By Susan Thaxton
It was 3:00 in the afternoon when the call came in. The caller asked me to meet a police officer at a private residence where I would be introduced to Jim.
It seems that 85-year-old Jim and his wife, 89-year-old Sarah, were well known to the police department. Sarah had advancing dementia and Jim was caring for her in their long-time home. Sarah enjoyed taking walks in the neighborhood but sometimes she got lost. That’s when the police would pick her up and give her a ride to the house. This had been going on for almost two years.
Then, one day, Sarah fell while she was out walking and she couldn’t get up. When they took her home and talked with Jim, it became apparent that Jim was no longer able to care for Sarah’s needs. The house had become cluttered, food was spoiling in the kitchen and it looked like neither of them had bathed in a while. Adult Protective Services was called in—again. They had been called to the house before and tried to encourage Jim to get some help but Jim refused. This time, they felt it was time for Sarah to move into a safer environment and they called us to help find a new home for her.

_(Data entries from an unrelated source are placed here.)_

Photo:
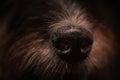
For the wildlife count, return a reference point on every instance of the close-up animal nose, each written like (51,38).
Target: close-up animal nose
(72,44)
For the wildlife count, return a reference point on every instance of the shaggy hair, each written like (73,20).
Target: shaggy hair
(26,51)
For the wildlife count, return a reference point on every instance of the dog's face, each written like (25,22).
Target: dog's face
(56,40)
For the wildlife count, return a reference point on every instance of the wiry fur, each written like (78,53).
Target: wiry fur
(27,53)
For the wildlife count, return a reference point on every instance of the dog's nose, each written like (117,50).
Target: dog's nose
(72,44)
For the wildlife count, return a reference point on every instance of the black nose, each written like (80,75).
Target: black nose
(72,44)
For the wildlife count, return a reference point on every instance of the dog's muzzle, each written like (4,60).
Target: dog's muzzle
(71,44)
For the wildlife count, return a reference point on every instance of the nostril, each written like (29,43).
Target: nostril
(72,45)
(86,45)
(62,45)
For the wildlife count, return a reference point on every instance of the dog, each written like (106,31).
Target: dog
(55,40)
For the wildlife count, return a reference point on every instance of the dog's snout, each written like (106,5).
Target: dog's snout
(72,44)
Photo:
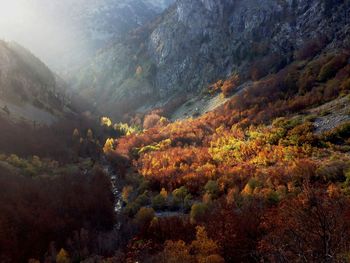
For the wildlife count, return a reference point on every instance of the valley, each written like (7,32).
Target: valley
(178,131)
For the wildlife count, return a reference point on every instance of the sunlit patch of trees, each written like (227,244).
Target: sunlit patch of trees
(250,173)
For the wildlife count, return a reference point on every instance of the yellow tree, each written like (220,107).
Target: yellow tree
(176,252)
(109,146)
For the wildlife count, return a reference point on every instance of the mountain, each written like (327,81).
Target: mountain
(28,89)
(195,43)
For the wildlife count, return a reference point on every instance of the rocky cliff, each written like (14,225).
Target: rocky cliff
(196,42)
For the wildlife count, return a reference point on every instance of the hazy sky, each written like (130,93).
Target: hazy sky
(39,26)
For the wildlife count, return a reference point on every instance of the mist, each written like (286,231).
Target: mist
(49,29)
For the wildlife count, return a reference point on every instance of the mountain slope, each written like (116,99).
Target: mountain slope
(28,89)
(194,43)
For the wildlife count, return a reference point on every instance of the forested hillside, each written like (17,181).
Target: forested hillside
(215,131)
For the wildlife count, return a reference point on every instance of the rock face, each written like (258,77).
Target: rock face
(64,33)
(196,42)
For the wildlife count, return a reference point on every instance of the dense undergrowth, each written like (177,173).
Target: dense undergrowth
(254,174)
(251,181)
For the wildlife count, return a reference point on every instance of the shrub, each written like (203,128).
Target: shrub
(151,120)
(198,212)
(230,85)
(144,216)
(212,188)
(330,69)
(158,202)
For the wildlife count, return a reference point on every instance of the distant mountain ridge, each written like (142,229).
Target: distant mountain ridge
(84,26)
(195,43)
(29,91)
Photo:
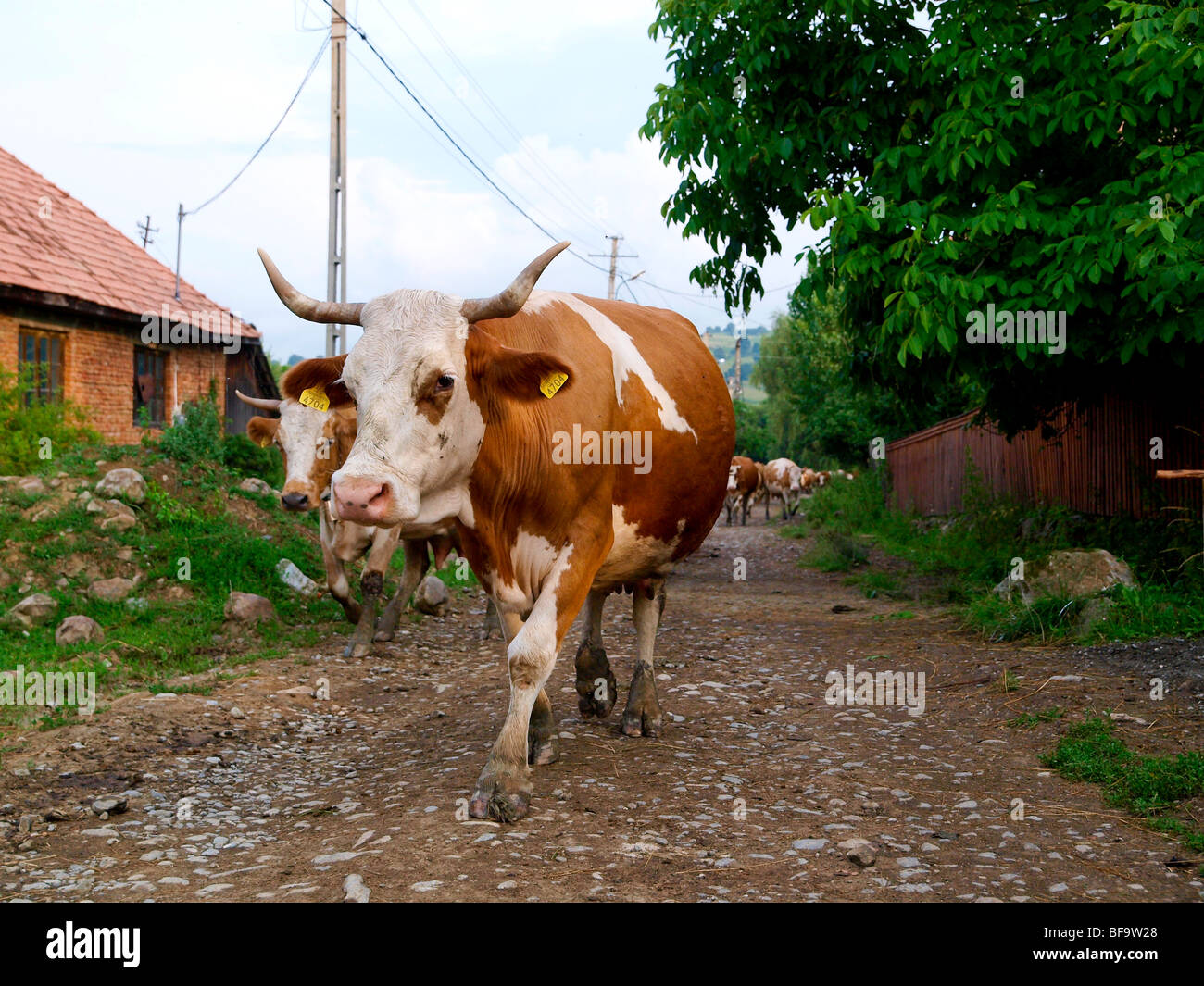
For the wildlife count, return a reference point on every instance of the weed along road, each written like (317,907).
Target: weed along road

Officer Bell introduced me to Jim. I spent a couple of hours talking with him about his options and finally persuaded him to simply consider taking a look at a couple of senior homes in the area. I told him he wouldn’t have to make any decisions just yet, but why not at least see what they looked like? What was the harm in that? As it turned out, they lived just down the street from an assisted living community that also provided dementia care. I arranged for a professional caregiver to come to the home to stay with Sarah and took Jim to see the community.
After taking a tour, Jim looked like a kid in a candy store. He was so excited to find a place where Sarah could be cared for that he wanted to move her right away! He was wrestling with some guilt but he finally admitted that he knew it was getting too hard for him to keep her at home. And he worried about what would happen to her if something happened to him.
I wish you could have seen Jim when he was with Sarah. They had been married for 60 years and it was clear that he adored her. They never had any children so his attention was always devoted to her. Perhaps one of the biggest challenges he faced in coming to his decision was how much he would miss her when she was no longer in the house.
Sarah moved on to the dementia floor of the assisted living community two weeks later. It’s been several months now, and Jim still goes to have lunch with her every day. I’ve tried to talk him into moving into the community so he could be closer to her and so he could stop worrying about the house, but he continues to tell me, “They’ll just have to drag me out feet first.”
It took a lot of courage for Jim to face his own fears—about not having Sarah around and about letting her down—but in the end, he knew he made the right decision. He says he’s sleeping better at night, knowing that Sarah is well cared for and knowing that she’s just down the street so he can visit any time.